According to Canada’s National Post, Foley is in possession of studies putting the number of Las Vegas area residents who care about NHL hockey at 120,000. Pollster Nate Silver, the New York Times political pundit-turned-sports guru at FiveThirtyEight.com, puts the number even lower at 91,000. The number in Toronto, for example, is put at 5 million.

Foley is a sharp business executive who’s made a fortune in mortgages. His pencil is sharp. And those numbers don’t pencil.

Gary Bettman, the NHL commissioner, knows what success looks like. A report in Forbes says three NHL franchises are worth more than a billion dollars each. But he also knows what 8,000 fans in a 20,000-seat arena looks like. He’s got three franchises — Miami, Phoenix and Raleigh, N.C. — that are averaging 30 percent empty seats. He’s told other suitor cities that the NHL isn’t in expansion mode. And then along came Sin City.

Cue the jokes about the only ice here being in drinks. But the city has two things going for it:

1) There’s one really big, really empty $375 million arena going up behind New York-New York. And it’s being privately funded, a rare claim anywhere in pro sports.

2) Money and dreams have a different value here. People with real wealth have a connection to this town and when they think about playing out their fantasies, Las Vegas is in the conversation.

In asking Foley to determine fan interest, the NHL set a low bar. Certainly it would be good to know the level of corporate commitment from the Strip. But Foley can achieve the “right” answer, if he wants. Do the math. For $1.5 million (10,000 down payments of $150 each), Team Foley can demonstrate the level of interest the league wants. For people purportedly poised to drop $450 million in franchise fees, that’s loose change.

If Foley hits the number without his thumb on the scale, that’s great and an encouragement for moving a team here. But what would make a Las Vegas team a success when the team in Phoenix is failing?

The pieces just don’t fit.

There’s no denying AEG/MGM would benefit from having an anchor tenant for its new arena. My heart says bring on the NHL, but my head says this is most likely to end up looking a lot like Phoenix or Miami.
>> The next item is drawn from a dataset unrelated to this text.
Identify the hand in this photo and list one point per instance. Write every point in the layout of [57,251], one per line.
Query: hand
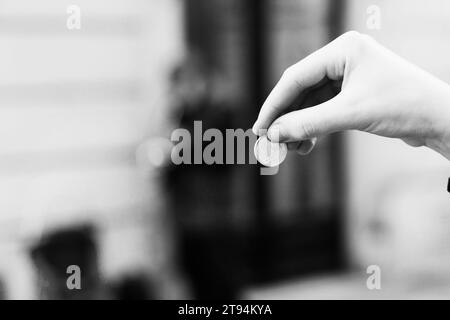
[375,91]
And that makes me wonder if what we have here is a marketing-driven stalking horse.

Could it be the real plan is to create a show of viability that will provide cover for Adam Silver to approve the National Basketball Association franchise AEG/MGM really want?

This is one of those moments when being the kind of city that makes things happen might work for us, albeit in a roundabout way.

Whatever the truth, it will be an interesting few months as all this unfolds. And it’s a lot more fun pondering the possibility of an NHL team than being in, say, Hartford, Conn., where Gordie Howe’s presence is just a distant memory.